Voor Belgische leghennenhouders was 2018 geen slecht jaar. „2017 was een uitzonderlijk goed jaar. Door het tekort aan eieren als gevolg van de fipronilcrisis stegen de eierprijzen na de zomer in 2017 fors. Leghennenhouders die niet getroffen waren door de crisis profiteerden hiervan en maakten hoge winsten. Voor veel leghennenhouders was 2017 het beste jaar uit hun bestaan.”
„Na de crisis zijn in België evenals in Nederland en andere Europese landen weer veel hennen opgezet waardoor het aanbod van eieren steeg en daarmee de prijs daalde”, legt de landbouweconoom uit. „In België werken veel leghennenhouders op contract. In veel contracten nemen de afnemers van de eieren ook een deel van het marktrisico op zich door altijd een minimumprijs te geven.
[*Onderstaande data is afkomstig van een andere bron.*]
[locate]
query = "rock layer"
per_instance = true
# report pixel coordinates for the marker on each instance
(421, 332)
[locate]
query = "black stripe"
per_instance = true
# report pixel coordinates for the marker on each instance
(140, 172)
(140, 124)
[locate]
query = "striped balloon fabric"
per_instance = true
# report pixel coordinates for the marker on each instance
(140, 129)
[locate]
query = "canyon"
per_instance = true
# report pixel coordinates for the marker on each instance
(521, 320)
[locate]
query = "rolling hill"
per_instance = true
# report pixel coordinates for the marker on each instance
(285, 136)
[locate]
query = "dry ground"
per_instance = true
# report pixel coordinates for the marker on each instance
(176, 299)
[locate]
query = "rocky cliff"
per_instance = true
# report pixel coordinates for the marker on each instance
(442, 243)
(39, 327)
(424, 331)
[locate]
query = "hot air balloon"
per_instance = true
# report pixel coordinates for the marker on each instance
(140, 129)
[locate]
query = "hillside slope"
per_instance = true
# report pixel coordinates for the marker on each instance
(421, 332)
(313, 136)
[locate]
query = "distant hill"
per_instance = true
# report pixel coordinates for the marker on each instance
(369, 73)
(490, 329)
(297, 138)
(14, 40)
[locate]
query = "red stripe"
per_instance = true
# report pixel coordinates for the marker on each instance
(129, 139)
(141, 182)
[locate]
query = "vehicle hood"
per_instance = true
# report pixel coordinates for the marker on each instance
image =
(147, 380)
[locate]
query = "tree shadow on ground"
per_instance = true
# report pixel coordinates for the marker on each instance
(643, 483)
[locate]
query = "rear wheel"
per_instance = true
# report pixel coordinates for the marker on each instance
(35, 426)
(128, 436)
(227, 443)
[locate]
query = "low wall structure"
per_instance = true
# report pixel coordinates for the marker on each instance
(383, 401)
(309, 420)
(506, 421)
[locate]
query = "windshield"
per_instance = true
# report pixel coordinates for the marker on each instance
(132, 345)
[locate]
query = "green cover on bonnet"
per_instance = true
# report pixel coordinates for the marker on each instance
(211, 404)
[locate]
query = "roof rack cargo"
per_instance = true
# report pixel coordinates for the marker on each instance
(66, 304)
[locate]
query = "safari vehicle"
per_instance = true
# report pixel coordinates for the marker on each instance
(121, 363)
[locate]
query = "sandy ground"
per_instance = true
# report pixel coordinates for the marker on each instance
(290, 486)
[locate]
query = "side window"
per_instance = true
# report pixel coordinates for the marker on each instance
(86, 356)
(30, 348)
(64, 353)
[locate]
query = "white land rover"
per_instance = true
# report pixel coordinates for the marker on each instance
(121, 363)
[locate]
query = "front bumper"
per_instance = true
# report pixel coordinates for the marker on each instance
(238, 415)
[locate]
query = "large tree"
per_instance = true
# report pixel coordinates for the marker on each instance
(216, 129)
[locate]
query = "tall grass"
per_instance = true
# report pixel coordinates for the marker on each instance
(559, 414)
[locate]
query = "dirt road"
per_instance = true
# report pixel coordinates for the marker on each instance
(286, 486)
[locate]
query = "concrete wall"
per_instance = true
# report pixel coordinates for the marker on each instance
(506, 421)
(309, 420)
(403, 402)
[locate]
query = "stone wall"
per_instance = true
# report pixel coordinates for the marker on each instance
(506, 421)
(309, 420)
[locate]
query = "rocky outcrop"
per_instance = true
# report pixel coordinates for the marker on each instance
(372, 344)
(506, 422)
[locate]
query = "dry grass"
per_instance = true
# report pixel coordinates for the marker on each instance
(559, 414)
In die contracten staan correcties als de eierprijs zakt en voerprijs stijgt zodat niet alleen de leghennenhouder risico loopt. Er bestaan verschillende types van contracten, waarbij de leghennenhouder in meer of mindere mate ingedekt is tegen de prijsschommelingen op de markt en dus in min of meerdere mate zelf risico neemt", licht de landbouweconoom toe. „Terugblikkend was 2018 zeker geen slecht jaar voor leghennenhouders. 2014, 2015 en 2016 waren slechtere jaren.”
Veel gebouwd
De afgelopen jaren groeide de Belgische pluimveestapel. Er verrezen zowel nieuwe stallen voor vleeskuikens, leghennen als ook (opfok) vleeskuikenouderdieren. „Er zijn veel nieuwe stallen bij gebouwd, maar op de markt heeft dit nauwelijks invloed omdat het aandeel eieren, kip en broedeieren wat België produceert relatief klein is als je dat kijkt op Europees of wereldniveau.”
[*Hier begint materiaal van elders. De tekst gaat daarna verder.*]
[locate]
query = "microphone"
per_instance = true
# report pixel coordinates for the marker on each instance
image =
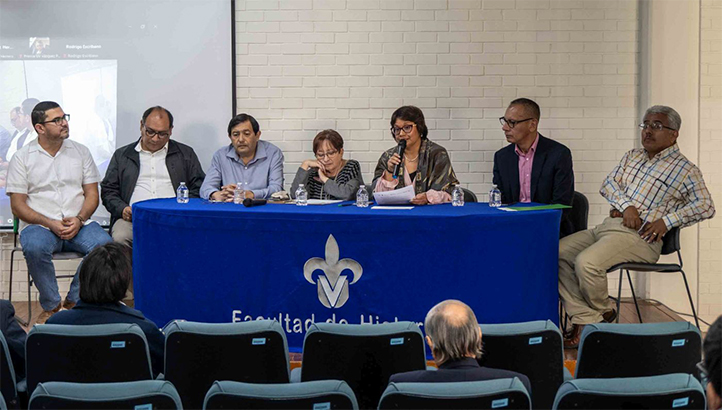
(249, 202)
(399, 150)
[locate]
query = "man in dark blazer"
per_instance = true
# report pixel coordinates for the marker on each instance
(533, 168)
(454, 336)
(133, 176)
(14, 336)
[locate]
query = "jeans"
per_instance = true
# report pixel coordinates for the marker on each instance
(39, 244)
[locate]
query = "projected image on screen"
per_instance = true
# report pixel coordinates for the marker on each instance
(86, 89)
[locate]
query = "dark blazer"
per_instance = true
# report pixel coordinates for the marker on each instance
(464, 370)
(98, 314)
(14, 336)
(122, 174)
(552, 177)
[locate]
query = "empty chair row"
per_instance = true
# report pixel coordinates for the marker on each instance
(673, 391)
(365, 356)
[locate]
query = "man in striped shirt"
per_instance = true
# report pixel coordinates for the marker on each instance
(652, 190)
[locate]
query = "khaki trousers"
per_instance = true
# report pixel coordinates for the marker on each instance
(584, 258)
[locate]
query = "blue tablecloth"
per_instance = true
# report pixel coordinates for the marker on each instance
(216, 262)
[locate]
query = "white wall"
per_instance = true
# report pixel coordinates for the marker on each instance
(306, 65)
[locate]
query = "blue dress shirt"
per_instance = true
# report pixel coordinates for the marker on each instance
(263, 175)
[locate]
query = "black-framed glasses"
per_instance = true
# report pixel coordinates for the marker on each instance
(152, 133)
(329, 154)
(654, 125)
(59, 120)
(511, 123)
(703, 375)
(406, 129)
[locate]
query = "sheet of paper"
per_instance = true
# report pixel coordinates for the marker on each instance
(396, 197)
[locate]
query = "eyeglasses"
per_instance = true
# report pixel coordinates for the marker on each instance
(152, 133)
(406, 128)
(328, 154)
(511, 123)
(58, 121)
(703, 375)
(654, 125)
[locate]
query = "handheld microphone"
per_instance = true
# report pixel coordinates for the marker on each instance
(249, 202)
(399, 150)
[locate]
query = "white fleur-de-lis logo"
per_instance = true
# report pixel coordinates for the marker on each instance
(332, 286)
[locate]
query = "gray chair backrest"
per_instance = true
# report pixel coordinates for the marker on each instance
(145, 394)
(670, 391)
(86, 354)
(533, 349)
(197, 354)
(8, 388)
(488, 394)
(319, 395)
(364, 356)
(638, 349)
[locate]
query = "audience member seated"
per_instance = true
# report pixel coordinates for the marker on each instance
(256, 164)
(104, 277)
(329, 176)
(712, 364)
(426, 164)
(14, 336)
(454, 336)
(652, 190)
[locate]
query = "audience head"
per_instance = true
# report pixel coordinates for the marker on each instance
(16, 118)
(156, 127)
(712, 349)
(244, 132)
(660, 129)
(408, 123)
(105, 274)
(452, 332)
(520, 122)
(328, 148)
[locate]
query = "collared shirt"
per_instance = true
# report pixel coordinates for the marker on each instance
(153, 179)
(525, 164)
(263, 174)
(13, 148)
(54, 185)
(668, 186)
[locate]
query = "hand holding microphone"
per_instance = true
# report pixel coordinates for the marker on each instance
(400, 152)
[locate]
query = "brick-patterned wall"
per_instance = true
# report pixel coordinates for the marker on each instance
(710, 145)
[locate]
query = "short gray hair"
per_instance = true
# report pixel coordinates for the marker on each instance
(675, 121)
(454, 336)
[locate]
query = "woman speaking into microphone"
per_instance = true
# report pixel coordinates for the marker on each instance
(421, 163)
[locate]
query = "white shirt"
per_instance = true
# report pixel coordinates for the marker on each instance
(54, 185)
(153, 178)
(14, 143)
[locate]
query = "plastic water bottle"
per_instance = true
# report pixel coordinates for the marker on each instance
(181, 194)
(239, 194)
(301, 196)
(362, 197)
(494, 197)
(457, 197)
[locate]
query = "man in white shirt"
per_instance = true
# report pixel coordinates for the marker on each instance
(53, 187)
(152, 167)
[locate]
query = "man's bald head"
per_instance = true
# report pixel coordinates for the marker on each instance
(453, 331)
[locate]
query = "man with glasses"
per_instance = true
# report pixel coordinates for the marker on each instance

De bank keek ook naar andere sectoren. De gemiddelde Belgische varkenshouder leed vorig jaar verlies. Hij ontving gemiddeld 115 euro per vleesvarken, of iets minder dan 1 euro per kilo. Dat is de laagste prijs in vijf jaar. Na aftrek van alle kosten, zoals veevoeder, de afbetaling van de leningen en wat hij moet betalen om het mest kwijt te raken, verloor de gemiddelde Belgische varkenshouder 3 euro per varken, zo blijkt uit cijfers van KBC. Vleesveehouders hebben de laatste jaren het heel moeilijk om rendabel te produceren.
Niet zo goed
Over het algemeen gaat het dus niet zo goed in de Belgische veehouderij. De vleesconsumptie daalt, er is overaanbod en ondertussen eisen de klimaatbetogers een drastische afbouw van de veestapel. „Toch zien we maar weinig faillissementen of landbouwbedrijven die gedwongen moeten stoppen”, zegt Jan Leyten, landbouweconoom bij KBC. „Vaak gaat het om familiale bedrijven en die slagen er altijd wel in om de eindjes aan elkaar te knopen. Maar de vraag is toch: hoelang kun je dat volhouden?”
Die vraag wordt steeds belangrijker, want de Vlaamse boerenbevolking vergrijst snel en er is nauwelijks instroom van jonge landbouwers. De gemiddelde leeftijd van de bedrijfshoofden steeg van 50 jaar in 2007 tot 54 jaar nu. Slechts 10 procent van de boerderijen heeft een gezinshoofd jonger dan 40 jaar, 16 procent is ouder dan 65 jaar. En slechts 13 procent van de bedrijfshoofden ouder dan 50 jaar beschikt over een vermoedelijke opvolger.
Leyten: „Tussen nu en pakweg tien jaar is er dus een gigantische uitstroom in de landbouwsector. En we weten wat er daarbij gebeurt: slechts één op de vier landbouwbedrijven blijft dan bestaan, drie vierde verdwijnt, wordt al dan niet in stukken verkocht.” De Belgische veehouderij staat dan ook voor cruciale jaren en de vraag is: wie houdt nog het hoofd boven water?